We have the Pentagon, war colleges, military academies, and national defense academies to defend this nation, not wage war. This is the most important lesson that the American people should have learned from the Iraq War: this nation should never go to war unless it has to go to war. Without professionals to defend the nation, the nation will fall. But, having said that, we can certainly cut our defense budget. I have no problem with that. But gutting the institutions that defend us won't save the country and it could wreck the economy. A gradual transfer of Federal spending on defense to other sectors is needed. Why not space exploration, science and technology for starters?

Dumping money into a new Federal agency is stupid; we need to eliminate the Department of Homeland Security and the Director of National Intelligence and reduce the size and scope of these agencies.

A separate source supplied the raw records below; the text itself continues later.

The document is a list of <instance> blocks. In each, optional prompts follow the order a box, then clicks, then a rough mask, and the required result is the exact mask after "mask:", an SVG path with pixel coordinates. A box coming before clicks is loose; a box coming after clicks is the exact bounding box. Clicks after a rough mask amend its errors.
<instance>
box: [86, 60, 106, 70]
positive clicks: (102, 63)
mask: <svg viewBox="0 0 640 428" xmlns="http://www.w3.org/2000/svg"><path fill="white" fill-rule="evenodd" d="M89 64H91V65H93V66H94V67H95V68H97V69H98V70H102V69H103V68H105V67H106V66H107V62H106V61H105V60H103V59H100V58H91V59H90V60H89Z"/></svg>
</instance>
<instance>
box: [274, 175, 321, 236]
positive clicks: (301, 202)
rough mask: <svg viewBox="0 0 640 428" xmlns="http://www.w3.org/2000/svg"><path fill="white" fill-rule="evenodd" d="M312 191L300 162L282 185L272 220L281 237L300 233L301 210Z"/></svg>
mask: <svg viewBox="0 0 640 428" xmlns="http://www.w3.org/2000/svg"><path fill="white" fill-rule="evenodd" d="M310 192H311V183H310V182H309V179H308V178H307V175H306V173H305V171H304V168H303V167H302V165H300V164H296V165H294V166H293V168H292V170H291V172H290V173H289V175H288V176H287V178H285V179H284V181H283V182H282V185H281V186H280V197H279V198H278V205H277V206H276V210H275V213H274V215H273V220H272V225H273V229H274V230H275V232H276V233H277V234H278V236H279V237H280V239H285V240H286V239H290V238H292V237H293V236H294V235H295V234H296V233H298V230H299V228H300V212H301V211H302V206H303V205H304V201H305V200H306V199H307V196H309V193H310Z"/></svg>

We need to gradually draw the scope of these agencies back into realistic terms; having multiple levels of bureaucracy isn't keeping a single American safe.

Want to wage peace at home? Spend the money we would save eliminating thousands of redundant bureaucrats on hiring people to process claims for Veterans and care for Veterans. Shift the desire to do this:
Domestically, the department would be tasked with finding ways to reduce gun violence, violence against animals, gang and ethnic violence, and even bullying at schools. Internationally, the department would monitor global conflicts and propose ways to end them.
BACK to the people who need to do a better job. Fully fund efforts at the state and local level to prosecute people who abuse the right to own firearms, who abuse animals, who commit hate crimes, and who can't function in society. Creating a Federal bureaucracy on top of that will not solve a single one of these issues because they are, precisely and correctly, local issues for local law enforcement. And I say this as someone who has no problem with government as a whole.

That such a dumb idea would come out of the Democrats in Congress is painful to read. They need to move on issues that put people back to work; creating more jobs in Washington D.C. that overlap with the efforts of others is not going to get Americans throughout the country back to work.

The State Department, for example, is charged with waging peace in the world. Diplomatically or otherwise, this is how best to ensure that we are kept out of wars of foreign entanglement. Our bloated intelligence community needs to be reduced in size and scope and should be brought, kicking and screaming, into a partnership with the State Department to advance American interests through the peaceful use of diplomacy. You cannot have diplomacy without intelligence, and these two forces should be more closely aligned than they are right now.

The conservative movement in America set out, years ago, to hobble the State Department. John Kerry has been charged with undoing that damage; in the next four years, he has a real chance to show the world what American diplomacy and the pursuit of peace can look like in the future.